Hence, the valid question whether this should be allowed / denied by EFI
Boot Guard or the tools (SWUpdate in this case) making use of it?
> > > This is managed (again) on such situation on glue logic, and the
> > > transaction (that is set of ustate) is done before starting SWUpdate. Or
> > > in case of U-Boot, it is also managed with the help of additional (and
> > > custom) variables.
> > >
> > > In your case, it seems that nothing is done at boot time, and SWUpdate
> > > is started. SWUpdate does not know (because it expects that someone has
> > > already decided, and ustate is not checked) that a new software is
> > > running, and the same SWU is loaded again.
Exactly, here you're on your own. You have to instrument EFI Boot Guard
so that it's happy... which is convention and not enforced, currently.
Granted, this requires a lot of context knowledge how to integrate
things properly and seamlessly...
One common pattern is to have a "health" target and once that's reached
you start SWUpdate with according parameters (or set them yourself via
some glueing method). But again, that is convention, not enforced, and
it's currently the responsibility of the system integrator to get right.

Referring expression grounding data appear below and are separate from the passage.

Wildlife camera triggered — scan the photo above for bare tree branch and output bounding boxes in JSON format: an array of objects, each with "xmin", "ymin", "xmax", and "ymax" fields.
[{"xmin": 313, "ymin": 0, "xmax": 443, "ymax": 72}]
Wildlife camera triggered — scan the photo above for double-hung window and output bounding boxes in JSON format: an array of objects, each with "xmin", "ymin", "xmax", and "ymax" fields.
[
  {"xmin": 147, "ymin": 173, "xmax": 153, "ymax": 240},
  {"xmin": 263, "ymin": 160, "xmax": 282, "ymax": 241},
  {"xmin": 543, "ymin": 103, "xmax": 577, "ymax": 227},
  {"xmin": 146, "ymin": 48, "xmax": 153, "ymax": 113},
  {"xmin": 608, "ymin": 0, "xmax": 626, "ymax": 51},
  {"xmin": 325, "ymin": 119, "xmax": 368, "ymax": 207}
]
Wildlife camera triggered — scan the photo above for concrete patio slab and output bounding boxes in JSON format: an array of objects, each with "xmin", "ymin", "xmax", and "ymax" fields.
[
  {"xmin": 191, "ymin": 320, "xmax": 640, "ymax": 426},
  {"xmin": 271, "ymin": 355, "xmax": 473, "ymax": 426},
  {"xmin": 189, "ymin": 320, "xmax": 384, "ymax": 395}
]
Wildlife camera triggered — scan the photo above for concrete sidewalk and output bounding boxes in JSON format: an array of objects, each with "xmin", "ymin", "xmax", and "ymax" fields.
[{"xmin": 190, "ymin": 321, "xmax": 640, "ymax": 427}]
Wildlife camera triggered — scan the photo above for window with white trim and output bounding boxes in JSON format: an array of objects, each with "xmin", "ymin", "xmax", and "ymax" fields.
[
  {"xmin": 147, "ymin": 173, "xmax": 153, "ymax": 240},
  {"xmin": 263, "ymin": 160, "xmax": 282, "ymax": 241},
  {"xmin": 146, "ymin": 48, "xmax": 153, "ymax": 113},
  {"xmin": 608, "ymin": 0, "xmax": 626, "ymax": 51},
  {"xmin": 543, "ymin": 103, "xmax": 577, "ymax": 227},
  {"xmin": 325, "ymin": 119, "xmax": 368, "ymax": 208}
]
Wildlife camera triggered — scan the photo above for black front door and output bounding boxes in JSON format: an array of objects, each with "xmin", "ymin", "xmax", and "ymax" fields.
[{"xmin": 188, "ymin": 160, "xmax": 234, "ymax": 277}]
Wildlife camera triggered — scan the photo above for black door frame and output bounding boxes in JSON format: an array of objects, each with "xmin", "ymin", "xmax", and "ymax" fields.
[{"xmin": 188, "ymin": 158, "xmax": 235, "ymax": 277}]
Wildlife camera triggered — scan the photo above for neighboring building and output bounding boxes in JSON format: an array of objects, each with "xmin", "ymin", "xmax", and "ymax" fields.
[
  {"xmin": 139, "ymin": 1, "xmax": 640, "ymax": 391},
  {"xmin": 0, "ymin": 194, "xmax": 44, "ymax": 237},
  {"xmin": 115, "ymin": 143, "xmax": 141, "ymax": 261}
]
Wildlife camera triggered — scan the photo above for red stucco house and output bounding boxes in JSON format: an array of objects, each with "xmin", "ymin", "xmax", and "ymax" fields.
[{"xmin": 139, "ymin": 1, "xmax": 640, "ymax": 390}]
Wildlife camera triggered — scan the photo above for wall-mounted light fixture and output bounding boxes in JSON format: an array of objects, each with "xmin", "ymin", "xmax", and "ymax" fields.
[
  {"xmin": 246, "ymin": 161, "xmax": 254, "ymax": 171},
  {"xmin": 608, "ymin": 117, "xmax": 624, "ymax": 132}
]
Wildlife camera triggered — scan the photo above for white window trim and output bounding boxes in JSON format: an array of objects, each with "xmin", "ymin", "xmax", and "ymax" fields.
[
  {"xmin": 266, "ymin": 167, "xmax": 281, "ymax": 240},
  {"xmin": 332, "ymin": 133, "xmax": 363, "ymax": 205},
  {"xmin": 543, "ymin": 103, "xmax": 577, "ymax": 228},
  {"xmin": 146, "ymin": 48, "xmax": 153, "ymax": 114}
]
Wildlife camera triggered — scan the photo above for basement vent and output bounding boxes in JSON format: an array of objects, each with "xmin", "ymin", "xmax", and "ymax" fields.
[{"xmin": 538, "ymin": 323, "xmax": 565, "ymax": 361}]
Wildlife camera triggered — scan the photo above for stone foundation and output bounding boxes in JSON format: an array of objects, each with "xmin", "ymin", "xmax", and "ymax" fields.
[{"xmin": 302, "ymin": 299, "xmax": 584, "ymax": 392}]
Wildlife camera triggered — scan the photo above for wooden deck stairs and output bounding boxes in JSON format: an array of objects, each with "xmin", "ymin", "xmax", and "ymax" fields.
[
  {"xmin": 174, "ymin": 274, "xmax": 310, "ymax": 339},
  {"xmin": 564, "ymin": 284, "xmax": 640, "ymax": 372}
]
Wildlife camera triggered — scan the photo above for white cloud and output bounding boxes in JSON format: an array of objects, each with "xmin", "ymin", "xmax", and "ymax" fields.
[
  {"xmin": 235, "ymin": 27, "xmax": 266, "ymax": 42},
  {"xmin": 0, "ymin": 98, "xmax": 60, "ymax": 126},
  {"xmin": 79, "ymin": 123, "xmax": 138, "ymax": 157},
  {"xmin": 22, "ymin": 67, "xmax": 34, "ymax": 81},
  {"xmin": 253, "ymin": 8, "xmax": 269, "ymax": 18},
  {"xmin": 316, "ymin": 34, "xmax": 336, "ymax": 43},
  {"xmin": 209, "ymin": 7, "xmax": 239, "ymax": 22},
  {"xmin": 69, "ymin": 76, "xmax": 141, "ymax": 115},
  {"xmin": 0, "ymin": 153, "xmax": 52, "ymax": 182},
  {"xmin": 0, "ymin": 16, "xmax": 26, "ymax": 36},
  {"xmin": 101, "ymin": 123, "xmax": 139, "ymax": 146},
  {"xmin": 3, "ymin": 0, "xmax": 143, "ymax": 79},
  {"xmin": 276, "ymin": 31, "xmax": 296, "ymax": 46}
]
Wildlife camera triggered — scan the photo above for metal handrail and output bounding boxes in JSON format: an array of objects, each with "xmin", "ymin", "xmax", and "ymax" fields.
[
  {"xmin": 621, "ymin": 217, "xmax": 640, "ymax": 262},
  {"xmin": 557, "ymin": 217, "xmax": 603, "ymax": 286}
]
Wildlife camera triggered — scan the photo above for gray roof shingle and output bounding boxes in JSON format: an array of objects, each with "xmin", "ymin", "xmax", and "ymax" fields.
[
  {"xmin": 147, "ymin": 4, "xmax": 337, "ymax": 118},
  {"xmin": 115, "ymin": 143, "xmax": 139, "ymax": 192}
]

> > I was running swupdate manually from the command line. No backend
> > involved, just the desire to intentionally break things. ;)
>
> The best way to reach the goal...:-D
If you would have used suricatta, you would have missed this :)
> And yes, this can happen because the part deciding if previous update was ok,
> is missing. In most projects, if system is up and running, it is considered
> ok. That means the decision is done in SWUpdate's systemd run unit (or SystemV
> init script), see also glue logic under /usr/lib/swupdate. In some other
> cases, update is ok only if application is running, a migration of a custom
> database was ok, ad, and....that means is outside SWUpdate. SWUpdate supports
> all these use cases.
Yes, that's the codified context knowledge. Still, if you miss out on
one thing, the whole integration will crash and burn. And it's quite
easy to miss a thing...
The question is whether there is a generic pattern like the "health"

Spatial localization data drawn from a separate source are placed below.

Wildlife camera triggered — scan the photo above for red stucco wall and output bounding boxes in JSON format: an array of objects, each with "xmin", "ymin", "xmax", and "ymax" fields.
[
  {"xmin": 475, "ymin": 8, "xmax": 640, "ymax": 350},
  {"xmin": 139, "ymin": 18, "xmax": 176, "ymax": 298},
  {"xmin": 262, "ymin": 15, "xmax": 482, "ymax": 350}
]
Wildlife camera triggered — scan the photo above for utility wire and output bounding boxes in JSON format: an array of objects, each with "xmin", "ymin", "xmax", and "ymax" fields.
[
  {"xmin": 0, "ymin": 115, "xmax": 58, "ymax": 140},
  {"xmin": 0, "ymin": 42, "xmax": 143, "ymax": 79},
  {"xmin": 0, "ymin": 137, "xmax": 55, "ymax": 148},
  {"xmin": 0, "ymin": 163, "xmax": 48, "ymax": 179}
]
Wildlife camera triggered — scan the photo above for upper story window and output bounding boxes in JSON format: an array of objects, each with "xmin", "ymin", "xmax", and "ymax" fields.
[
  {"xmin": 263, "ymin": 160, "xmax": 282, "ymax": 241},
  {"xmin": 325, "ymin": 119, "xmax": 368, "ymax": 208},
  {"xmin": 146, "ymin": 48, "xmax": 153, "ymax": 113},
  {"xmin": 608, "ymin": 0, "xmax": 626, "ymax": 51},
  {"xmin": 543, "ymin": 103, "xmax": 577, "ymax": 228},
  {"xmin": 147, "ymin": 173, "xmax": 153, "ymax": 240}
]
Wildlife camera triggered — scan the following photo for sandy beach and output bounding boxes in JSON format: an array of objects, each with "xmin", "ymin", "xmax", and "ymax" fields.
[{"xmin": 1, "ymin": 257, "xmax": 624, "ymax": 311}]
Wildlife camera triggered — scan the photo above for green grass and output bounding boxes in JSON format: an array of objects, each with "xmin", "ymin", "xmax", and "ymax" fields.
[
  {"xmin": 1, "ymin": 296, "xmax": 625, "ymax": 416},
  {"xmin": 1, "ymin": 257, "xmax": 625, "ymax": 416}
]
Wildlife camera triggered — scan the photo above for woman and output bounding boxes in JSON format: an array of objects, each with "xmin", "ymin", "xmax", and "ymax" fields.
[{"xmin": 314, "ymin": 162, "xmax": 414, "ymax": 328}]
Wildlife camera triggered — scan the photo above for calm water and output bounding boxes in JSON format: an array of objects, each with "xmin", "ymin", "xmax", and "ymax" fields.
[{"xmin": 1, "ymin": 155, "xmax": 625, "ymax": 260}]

target I sketched above so that SWUpdate can handle and abstract
the bootloader interactions?
Then, any SWUpdate mode/module will behave the same and there's all
in one place reducing the need for having all the context knowledge...

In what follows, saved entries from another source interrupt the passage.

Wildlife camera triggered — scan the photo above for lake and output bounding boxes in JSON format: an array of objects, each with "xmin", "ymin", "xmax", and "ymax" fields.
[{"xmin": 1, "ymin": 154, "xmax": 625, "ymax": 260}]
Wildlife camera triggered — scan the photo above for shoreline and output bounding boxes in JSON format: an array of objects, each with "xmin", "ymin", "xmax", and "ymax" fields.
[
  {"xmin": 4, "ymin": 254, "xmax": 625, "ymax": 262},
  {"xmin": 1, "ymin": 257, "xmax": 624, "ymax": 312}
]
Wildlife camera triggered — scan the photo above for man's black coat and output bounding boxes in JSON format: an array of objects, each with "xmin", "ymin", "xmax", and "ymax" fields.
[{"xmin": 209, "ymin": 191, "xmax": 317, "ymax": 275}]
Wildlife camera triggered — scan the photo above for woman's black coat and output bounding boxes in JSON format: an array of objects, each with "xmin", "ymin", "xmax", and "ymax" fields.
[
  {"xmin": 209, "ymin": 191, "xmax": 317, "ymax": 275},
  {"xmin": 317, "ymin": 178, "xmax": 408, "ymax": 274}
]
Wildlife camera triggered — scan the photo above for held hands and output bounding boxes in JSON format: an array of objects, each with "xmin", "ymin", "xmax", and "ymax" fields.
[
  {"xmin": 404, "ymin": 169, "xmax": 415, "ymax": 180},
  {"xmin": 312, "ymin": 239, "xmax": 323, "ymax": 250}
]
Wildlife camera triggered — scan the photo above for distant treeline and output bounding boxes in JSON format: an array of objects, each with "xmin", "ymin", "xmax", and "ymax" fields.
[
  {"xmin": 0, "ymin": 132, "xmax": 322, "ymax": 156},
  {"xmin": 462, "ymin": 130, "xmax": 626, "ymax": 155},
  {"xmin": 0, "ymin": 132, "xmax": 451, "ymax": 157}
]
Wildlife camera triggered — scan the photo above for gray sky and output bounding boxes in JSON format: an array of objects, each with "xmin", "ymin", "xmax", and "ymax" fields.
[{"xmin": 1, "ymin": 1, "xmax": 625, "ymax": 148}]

> To avoid the issue you are seeing, the decsion should be done inside SWUpdate:
> something like a transiction TESTING ==> OK, because SWUpdate is running. But
> as I said, this can be done if it will be configurable, or it will break the
> use cases I mentioned.
This is essentially promoting the current suricatta behavior to all
SWUpdate modes/modules w/o the remote reporting part if not run from
a suricatta module. Would be a starter...
Kind regards,
Christian
--
Dr. Christian Storm
Siemens AG, Technology, T CED SES-DE
Otto-Hahn-Ring 6, 81739 München, Germany